Who This Helps
This is for product managers who feel stuck choosing between three good experiments. You have data, opinions, and a deadline. The Strategy Basics: Competitive Map course helps you turn that noise into a clear next move.
Mini Case
Meet Ravi. He manages a team that ships features every two weeks. Last quarter, his team ran four experiments. Only one moved the needle — a 12% lift in activation. The other three? Wasted effort. Ravi realized he was guessing which competitor gap to attack. After building a simple competitive map (one of the missions in the course), he saw exactly where his product lost to a specific rival. His next experiment focused on that gap. Result: 7 days to ship, 3% conversion gain.
Do This Now (5 Steps)
- List your top three product questions. Write them down. No editing. Just get them out.
- Pick one competitor that keeps winning deals. Not every logo. Just one.

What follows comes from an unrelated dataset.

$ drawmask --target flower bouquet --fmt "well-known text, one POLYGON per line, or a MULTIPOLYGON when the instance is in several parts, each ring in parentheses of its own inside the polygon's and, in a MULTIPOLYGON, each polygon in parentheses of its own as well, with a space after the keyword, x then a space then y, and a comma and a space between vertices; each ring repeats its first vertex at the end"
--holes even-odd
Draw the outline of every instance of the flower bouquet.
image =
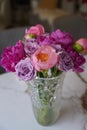
POLYGON ((0 64, 29 85, 33 111, 42 125, 54 123, 60 114, 64 72, 83 72, 87 39, 74 42, 68 32, 45 32, 38 24, 25 30, 22 40, 6 47, 0 64))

- Map your strengths against theirs. Use the Differentiation Grid mission from the course. Be honest about where you lose.

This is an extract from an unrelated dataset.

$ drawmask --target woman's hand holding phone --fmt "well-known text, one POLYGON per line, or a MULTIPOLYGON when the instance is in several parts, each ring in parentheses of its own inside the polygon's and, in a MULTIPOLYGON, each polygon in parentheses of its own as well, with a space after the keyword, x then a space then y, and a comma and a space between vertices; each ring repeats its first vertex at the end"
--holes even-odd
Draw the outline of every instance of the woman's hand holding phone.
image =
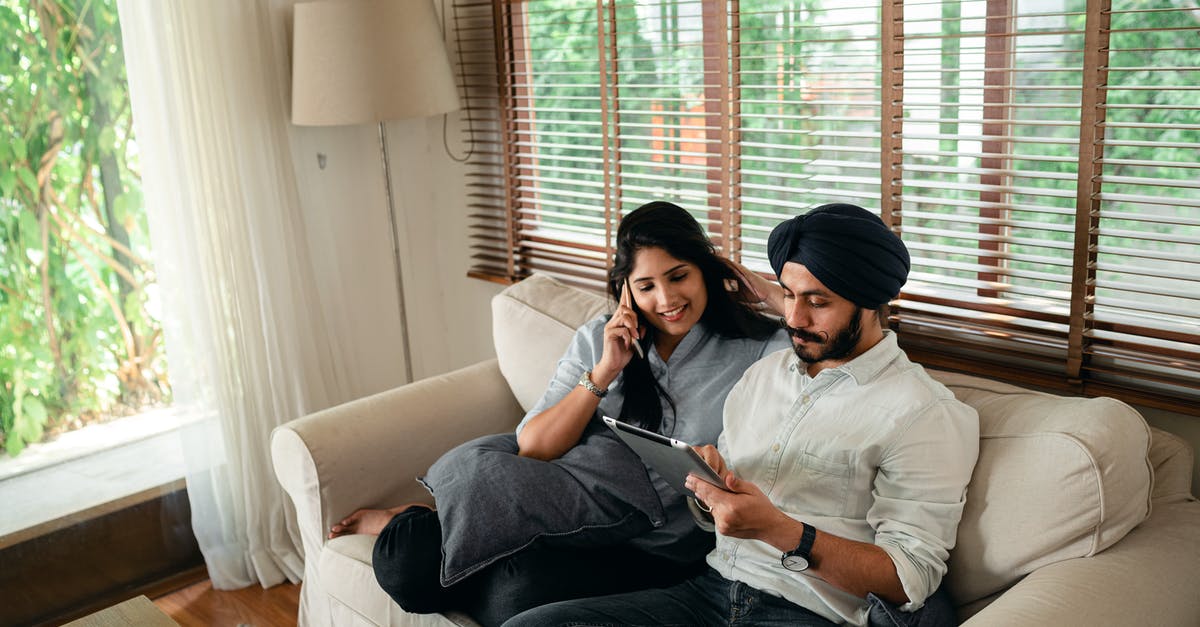
POLYGON ((607 387, 616 380, 625 364, 634 358, 635 352, 642 354, 642 347, 637 344, 642 335, 644 332, 638 324, 637 311, 634 310, 634 294, 629 289, 629 281, 625 281, 617 310, 604 327, 604 354, 592 370, 593 382, 607 387))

- Choose one customer segment wedge. Don't try to serve everyone. Pick the group where your strength matters most.
- Design one experiment that tests that wedge. Keep it small. Measure one metric. Ship in 7 days.
Avoid These Traps
- Trap: Trying to beat every competitor at once. You'll spread your team thin. Focus on one move.
- Trap: Using opinions instead of evidence. The grid needs real data, not gut feels.
- Trap: Skipping the segment wedge. Without it, your experiment targets nobody.
- Trap: Running three experiments at the same time. You won't know what worked. Run one, learn, repeat.
Your Win by Friday
By Friday, you will have one clear experiment to run next week. You will know which competitor gap to attack, which customer segment to target, and what metric to watch. No more guessing. Just a measurable decision that moves your product forward. And hey, you might even free up some brain space for lunch.